To calculate the present value of the contract assuming an annual inflation rate of 4%, we need to discount each year's value to its present value. To do this, we can use the present value formula:
P = C / (1 + r)^n
where P is the present value, C is the cash flow, r is the annual inflation rate as a decimal, and n is the number of years.

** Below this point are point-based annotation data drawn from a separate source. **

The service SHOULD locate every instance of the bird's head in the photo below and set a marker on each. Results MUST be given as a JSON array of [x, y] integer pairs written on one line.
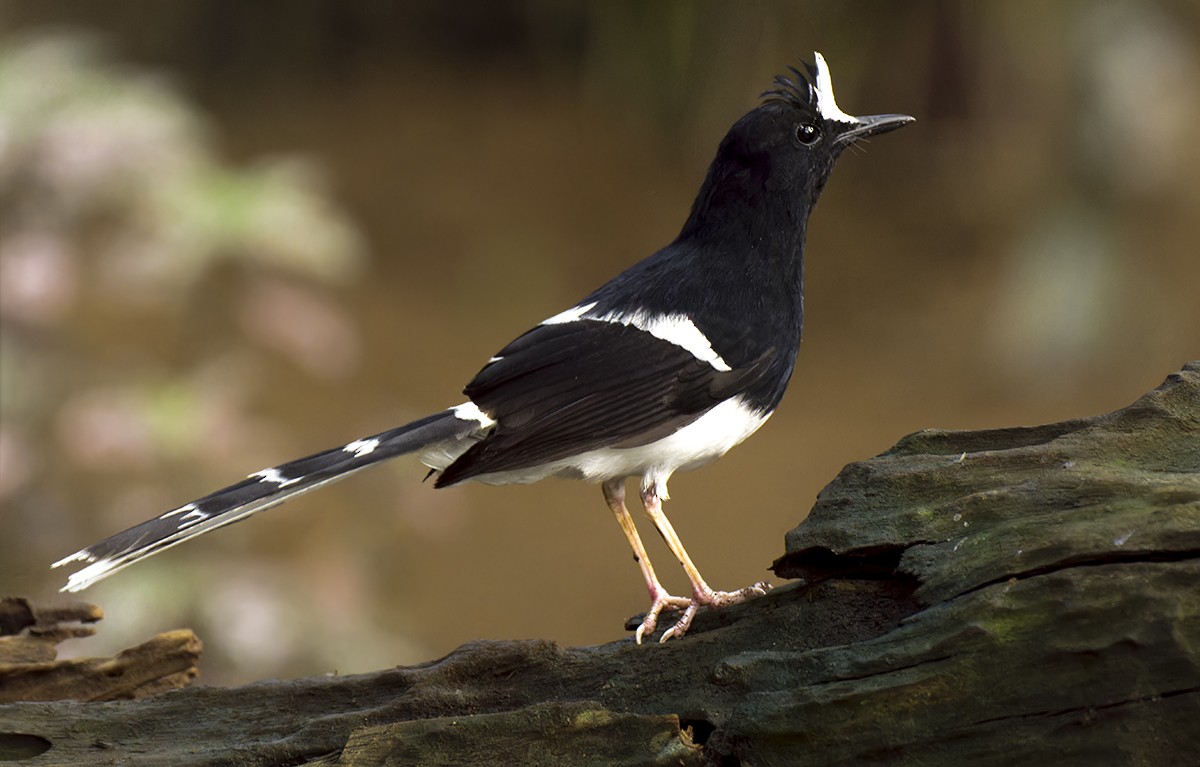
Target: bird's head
[[783, 151]]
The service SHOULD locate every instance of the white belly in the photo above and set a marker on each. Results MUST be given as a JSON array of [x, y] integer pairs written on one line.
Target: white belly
[[703, 441]]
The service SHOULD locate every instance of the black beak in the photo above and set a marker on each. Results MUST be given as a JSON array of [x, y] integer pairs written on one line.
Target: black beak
[[874, 125]]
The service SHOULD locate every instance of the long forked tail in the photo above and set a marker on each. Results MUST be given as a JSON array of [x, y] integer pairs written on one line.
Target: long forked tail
[[259, 491]]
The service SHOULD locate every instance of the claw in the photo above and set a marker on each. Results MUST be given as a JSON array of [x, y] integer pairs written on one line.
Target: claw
[[660, 603], [708, 600]]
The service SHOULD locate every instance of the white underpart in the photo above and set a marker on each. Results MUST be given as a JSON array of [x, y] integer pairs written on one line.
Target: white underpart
[[274, 477], [703, 441], [361, 447], [673, 329], [826, 103]]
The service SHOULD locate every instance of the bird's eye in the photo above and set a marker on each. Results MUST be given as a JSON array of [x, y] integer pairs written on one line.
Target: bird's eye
[[808, 133]]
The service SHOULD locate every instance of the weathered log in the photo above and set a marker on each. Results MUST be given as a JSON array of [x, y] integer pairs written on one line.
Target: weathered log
[[30, 670], [1019, 595]]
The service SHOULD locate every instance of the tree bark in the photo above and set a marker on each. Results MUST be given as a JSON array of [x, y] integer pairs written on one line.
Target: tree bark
[[1017, 595]]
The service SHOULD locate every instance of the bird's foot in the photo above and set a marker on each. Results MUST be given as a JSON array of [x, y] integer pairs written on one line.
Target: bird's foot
[[711, 600], [706, 598], [659, 603]]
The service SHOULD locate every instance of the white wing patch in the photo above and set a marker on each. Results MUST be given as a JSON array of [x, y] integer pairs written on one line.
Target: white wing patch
[[826, 103], [673, 329], [469, 412], [361, 447], [571, 315]]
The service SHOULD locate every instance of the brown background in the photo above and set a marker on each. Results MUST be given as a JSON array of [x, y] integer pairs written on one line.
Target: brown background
[[1026, 252]]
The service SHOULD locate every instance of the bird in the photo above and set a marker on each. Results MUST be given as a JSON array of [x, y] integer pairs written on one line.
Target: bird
[[663, 369]]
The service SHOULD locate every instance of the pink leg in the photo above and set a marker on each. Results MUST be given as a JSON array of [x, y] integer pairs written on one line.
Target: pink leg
[[615, 493], [701, 594]]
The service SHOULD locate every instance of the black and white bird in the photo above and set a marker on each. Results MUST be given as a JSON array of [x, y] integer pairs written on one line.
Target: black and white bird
[[663, 369]]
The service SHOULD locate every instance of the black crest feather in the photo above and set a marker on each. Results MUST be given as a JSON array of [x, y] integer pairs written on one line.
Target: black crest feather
[[797, 89]]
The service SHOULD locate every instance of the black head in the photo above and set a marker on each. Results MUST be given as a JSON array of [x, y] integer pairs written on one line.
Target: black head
[[775, 160]]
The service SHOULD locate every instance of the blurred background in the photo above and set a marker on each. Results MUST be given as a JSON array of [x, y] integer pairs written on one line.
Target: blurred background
[[235, 233]]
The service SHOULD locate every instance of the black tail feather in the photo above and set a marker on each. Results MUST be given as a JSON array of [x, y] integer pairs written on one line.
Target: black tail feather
[[258, 492]]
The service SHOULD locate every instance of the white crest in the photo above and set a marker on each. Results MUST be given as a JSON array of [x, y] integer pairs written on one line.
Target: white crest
[[826, 103]]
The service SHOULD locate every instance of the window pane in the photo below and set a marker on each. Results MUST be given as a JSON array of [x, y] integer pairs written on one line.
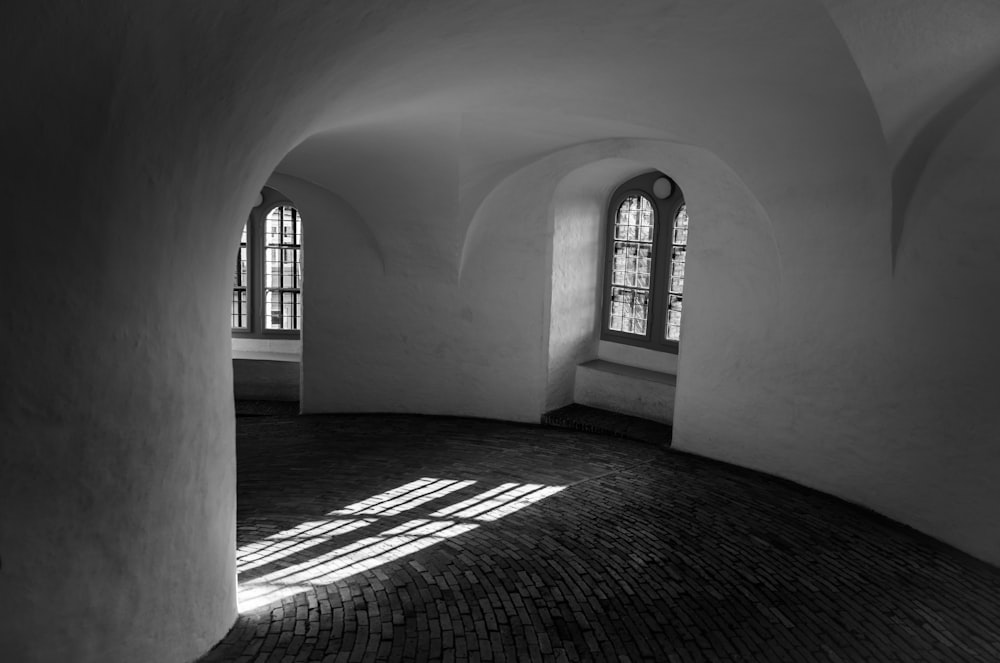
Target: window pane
[[678, 262], [282, 269], [632, 265], [240, 313]]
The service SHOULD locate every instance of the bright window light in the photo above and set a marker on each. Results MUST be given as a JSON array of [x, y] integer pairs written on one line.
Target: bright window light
[[394, 543]]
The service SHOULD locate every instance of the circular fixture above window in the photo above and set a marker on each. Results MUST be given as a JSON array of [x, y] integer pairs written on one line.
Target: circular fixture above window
[[662, 188]]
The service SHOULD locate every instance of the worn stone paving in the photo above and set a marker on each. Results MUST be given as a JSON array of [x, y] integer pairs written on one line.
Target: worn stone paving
[[404, 538]]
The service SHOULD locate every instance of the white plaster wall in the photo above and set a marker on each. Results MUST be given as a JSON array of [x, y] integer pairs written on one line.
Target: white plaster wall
[[132, 160], [387, 341], [579, 203]]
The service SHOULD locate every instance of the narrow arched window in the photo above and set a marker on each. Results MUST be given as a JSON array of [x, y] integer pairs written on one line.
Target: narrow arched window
[[645, 263], [267, 286]]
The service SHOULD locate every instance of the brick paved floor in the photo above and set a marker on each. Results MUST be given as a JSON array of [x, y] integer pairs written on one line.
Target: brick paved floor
[[369, 538]]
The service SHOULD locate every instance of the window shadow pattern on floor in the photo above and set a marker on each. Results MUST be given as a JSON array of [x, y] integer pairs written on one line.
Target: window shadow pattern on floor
[[324, 551]]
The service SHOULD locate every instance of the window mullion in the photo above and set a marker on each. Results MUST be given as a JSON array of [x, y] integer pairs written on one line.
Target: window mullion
[[661, 270]]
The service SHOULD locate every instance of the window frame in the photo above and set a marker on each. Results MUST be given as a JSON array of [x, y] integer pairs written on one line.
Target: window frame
[[664, 215], [256, 257]]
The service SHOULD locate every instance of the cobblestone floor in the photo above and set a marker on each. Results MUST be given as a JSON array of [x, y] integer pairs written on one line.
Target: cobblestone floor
[[371, 538]]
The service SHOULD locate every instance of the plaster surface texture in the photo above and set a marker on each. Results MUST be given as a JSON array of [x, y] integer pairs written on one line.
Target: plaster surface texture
[[428, 145], [131, 169], [625, 389], [266, 378]]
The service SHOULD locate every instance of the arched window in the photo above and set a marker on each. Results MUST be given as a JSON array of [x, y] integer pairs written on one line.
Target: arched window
[[267, 286], [645, 261]]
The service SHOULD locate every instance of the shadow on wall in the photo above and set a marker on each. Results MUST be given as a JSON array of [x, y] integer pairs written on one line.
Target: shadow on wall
[[913, 164]]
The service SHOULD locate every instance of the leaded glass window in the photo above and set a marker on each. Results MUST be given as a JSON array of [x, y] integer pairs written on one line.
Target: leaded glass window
[[282, 269], [241, 310], [678, 260], [632, 267], [267, 283], [646, 262]]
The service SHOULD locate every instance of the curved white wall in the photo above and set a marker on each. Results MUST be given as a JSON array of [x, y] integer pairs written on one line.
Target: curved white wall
[[143, 132]]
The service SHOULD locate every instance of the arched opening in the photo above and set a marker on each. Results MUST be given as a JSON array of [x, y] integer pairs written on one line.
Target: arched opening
[[267, 305]]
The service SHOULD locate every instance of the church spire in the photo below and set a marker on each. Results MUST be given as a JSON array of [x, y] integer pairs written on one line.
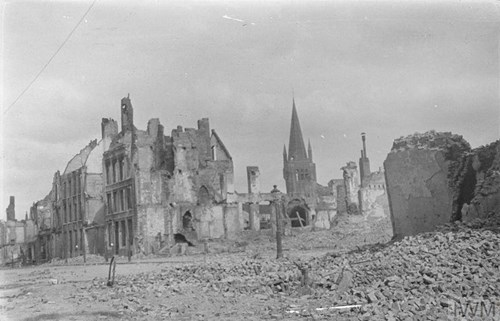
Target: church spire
[[309, 149], [296, 147]]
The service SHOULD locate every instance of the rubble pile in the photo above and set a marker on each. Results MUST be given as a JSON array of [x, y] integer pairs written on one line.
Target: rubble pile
[[422, 277]]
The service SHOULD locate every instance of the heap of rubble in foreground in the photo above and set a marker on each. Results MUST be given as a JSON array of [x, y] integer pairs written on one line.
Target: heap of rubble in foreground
[[425, 277]]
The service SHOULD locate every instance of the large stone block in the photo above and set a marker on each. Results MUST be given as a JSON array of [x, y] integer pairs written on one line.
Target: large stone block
[[418, 180]]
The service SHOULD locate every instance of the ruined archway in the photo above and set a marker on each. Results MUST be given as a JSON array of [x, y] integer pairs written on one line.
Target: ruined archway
[[298, 216], [203, 196]]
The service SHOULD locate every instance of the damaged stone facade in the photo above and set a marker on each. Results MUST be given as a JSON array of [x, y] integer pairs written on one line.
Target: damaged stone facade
[[475, 182], [310, 203], [17, 238], [418, 178], [157, 186]]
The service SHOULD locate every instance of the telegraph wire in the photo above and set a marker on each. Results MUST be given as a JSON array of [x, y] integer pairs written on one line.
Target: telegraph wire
[[51, 58]]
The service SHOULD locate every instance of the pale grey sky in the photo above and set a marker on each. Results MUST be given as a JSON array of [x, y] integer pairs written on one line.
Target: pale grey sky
[[388, 69]]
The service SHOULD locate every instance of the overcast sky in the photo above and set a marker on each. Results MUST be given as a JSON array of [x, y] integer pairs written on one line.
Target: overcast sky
[[388, 69]]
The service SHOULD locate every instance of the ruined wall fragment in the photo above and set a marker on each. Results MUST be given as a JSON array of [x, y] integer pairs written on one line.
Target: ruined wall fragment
[[351, 186], [417, 178], [478, 183]]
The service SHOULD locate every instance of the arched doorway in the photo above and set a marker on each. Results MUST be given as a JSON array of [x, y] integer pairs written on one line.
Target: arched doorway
[[187, 221], [203, 196], [298, 216]]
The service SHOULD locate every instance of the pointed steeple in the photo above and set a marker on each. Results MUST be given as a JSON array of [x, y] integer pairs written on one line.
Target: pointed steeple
[[296, 147], [309, 149]]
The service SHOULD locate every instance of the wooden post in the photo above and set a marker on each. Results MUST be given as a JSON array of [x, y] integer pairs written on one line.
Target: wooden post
[[279, 245], [277, 204]]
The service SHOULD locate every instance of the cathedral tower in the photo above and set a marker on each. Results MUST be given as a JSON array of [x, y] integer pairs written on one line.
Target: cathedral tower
[[299, 171]]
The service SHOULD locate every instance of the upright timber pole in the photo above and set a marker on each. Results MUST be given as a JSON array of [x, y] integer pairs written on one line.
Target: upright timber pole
[[278, 209]]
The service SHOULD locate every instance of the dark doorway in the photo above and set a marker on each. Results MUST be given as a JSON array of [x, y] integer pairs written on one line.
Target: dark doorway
[[298, 216]]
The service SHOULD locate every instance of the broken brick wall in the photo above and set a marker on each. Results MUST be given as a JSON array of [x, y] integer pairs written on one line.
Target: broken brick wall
[[476, 183], [417, 178]]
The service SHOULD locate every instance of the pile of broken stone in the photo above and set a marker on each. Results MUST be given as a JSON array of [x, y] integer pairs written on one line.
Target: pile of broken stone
[[422, 277]]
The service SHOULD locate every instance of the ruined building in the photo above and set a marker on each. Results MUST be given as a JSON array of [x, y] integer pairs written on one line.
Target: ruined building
[[157, 186], [309, 201], [41, 213], [17, 243], [435, 178]]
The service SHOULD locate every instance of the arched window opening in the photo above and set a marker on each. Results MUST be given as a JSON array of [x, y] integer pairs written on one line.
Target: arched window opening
[[187, 221]]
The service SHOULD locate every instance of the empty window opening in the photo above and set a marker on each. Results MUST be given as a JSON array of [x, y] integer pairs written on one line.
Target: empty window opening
[[187, 221]]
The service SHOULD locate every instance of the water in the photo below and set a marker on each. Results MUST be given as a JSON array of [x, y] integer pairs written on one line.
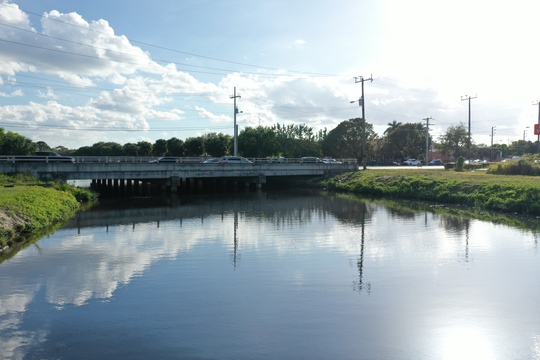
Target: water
[[272, 276]]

In this case, the cash flow for each year is given by the equation:
C = 300,000 + 750,000t
So, we need to find the present value for each year and then add them up.
For the first year:
P1 = (300,000 + 750,000(1)) / (1 + 0.04)^1
P1 = 1,050,000 / 1.04
P1 ≈ $1,009,615.38
For the second year:
P2 = (300,000 + 750,000(2)) / (1 + 0.04)^2
P2 = 1,800,000 / 1.0816
P2 ≈ $1,663,734.17
For the third year:
P3 = (300,000 + 750,000(3)) / (1 + 0.04)^3
P3 = 2,550,000 / 1.1259
P3 ≈ $2,268,171.91
For the fourth year:
P4 = (300,000 + 750,000(4)) / (1 + 0.04)^4
P4 = 3,300,000 / 1.1699
P4 ≈ $2,819,021.05
Finally, we add up all the present values:
Present value of the contract = P1 + P2 + P3 + P4
≈ $1,009,615.38 + $1,663,734.17 + $2,268,171.91 + $2,819,021.05
≈ $7,760,542.51
Therefore, the present value of the contract, rounded to two decimal places, is approximately $7,760,542.51.